The Vaccaro Bros. made up for the loss of profits from Honduras by expanding their business into providing ice for steamships with refrigerators. This allowed the company to expand into greater territory and became the main source of income for the company. The company used some of their newfound profits to provide funding for Honduras' first bank, Banco Atlántida in La Ceiba, which was opened in 1913. By 1915, the company had become so large that Joseph Vaccaro owned a majority of the ice refrigerators in New Orleans for use in their shipping operations, leading to him being given the nickname "the Ice King".
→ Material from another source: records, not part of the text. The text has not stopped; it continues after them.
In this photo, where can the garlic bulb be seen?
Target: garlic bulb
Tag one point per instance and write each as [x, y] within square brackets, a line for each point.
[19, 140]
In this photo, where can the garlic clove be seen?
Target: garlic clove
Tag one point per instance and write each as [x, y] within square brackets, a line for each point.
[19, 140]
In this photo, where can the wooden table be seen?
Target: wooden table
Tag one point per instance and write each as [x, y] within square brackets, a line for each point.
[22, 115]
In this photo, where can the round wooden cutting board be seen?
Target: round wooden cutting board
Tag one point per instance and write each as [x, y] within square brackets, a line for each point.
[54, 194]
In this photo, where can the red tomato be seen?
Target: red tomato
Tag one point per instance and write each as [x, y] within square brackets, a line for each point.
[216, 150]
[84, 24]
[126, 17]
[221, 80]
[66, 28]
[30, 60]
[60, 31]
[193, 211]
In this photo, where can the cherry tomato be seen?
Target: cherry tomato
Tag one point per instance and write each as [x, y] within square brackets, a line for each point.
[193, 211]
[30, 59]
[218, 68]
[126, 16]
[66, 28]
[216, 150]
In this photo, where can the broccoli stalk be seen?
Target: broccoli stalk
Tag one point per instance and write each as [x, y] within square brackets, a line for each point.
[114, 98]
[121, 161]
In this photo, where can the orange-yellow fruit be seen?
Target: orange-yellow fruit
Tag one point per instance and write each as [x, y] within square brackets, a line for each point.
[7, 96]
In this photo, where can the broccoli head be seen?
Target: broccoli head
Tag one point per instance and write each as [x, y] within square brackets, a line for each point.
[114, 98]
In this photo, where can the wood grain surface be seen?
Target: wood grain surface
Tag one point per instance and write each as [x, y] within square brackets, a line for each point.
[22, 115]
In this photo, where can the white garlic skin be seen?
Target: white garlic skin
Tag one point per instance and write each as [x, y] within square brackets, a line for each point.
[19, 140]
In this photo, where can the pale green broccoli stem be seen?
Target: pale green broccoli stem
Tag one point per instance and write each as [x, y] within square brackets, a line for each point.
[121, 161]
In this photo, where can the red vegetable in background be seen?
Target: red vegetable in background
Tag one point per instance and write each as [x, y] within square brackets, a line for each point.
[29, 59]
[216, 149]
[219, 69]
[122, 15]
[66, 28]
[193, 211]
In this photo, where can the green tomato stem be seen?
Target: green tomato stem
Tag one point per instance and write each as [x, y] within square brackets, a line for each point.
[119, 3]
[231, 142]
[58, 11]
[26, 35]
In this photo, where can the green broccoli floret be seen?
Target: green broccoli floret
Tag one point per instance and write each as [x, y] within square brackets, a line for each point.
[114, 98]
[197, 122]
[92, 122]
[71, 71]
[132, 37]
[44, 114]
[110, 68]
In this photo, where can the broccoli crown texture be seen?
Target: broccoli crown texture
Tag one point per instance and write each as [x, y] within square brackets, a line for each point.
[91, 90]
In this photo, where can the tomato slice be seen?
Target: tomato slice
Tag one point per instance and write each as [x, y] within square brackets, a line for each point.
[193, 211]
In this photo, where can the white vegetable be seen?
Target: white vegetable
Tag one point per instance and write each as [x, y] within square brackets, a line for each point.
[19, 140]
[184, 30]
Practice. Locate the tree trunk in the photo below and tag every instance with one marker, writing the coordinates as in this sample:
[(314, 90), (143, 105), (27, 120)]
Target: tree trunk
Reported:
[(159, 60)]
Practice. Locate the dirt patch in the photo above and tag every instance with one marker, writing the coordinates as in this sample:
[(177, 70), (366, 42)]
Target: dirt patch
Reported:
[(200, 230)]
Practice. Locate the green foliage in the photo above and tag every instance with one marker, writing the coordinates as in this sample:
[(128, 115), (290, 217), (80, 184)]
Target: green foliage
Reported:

By 1924, The Vaccaro Bros. and Co. was both the largest importer from Honduras and the largest foreign investor in Honduras. It was also the second largest fruit company in the world behind Cuyamel Fruit, which had become United Fruit Company. The company renamed to Standard Fruit Company that year and became public company in 1925, now under the general management of Vicente D'Antoni. In 1925, Standard Fruit operated a fleet of between nine and nineteen ships. In 1926, the company renamed again to Standard Fruit & Steamship Company. The Vaccaro Bros. company was also continuing its philanthropy around this time when it provided a substantial amount of funding to Honduras' first hospital, Hospital Vicente D'Antoni in La Ceiba which was opened in 1924.

=== Connection to Dole Foods Company ===
Standard Fruit continued operations until 1964 when it was purchased by Castle & Cooke, an agricultural and real estate company founded in 1851 by S. N. Castle and A. S. Cooke which had become one of the five largest companies operating in the Territory of Hawaii. James Dole's Hawaiian Pineapple Company was a supplier of Castle & Cooke since 1906, and Castle & Cooke had been selling Dole branded bananas since 1927. David H. Murdock bought the company in 1985 and in 1991 renamed Castle & Cooke to the Dole Food Company. Murdock split the two companies into two separate companies, Dole plc and Castle & Cooke, Inc., in 1995.

The majority of the land and operations that became Dole Food Company was directly from Standard Fruit, leading to the Vaccaro brothers' enterprise being considered the first incarnation of the Dole Food Company.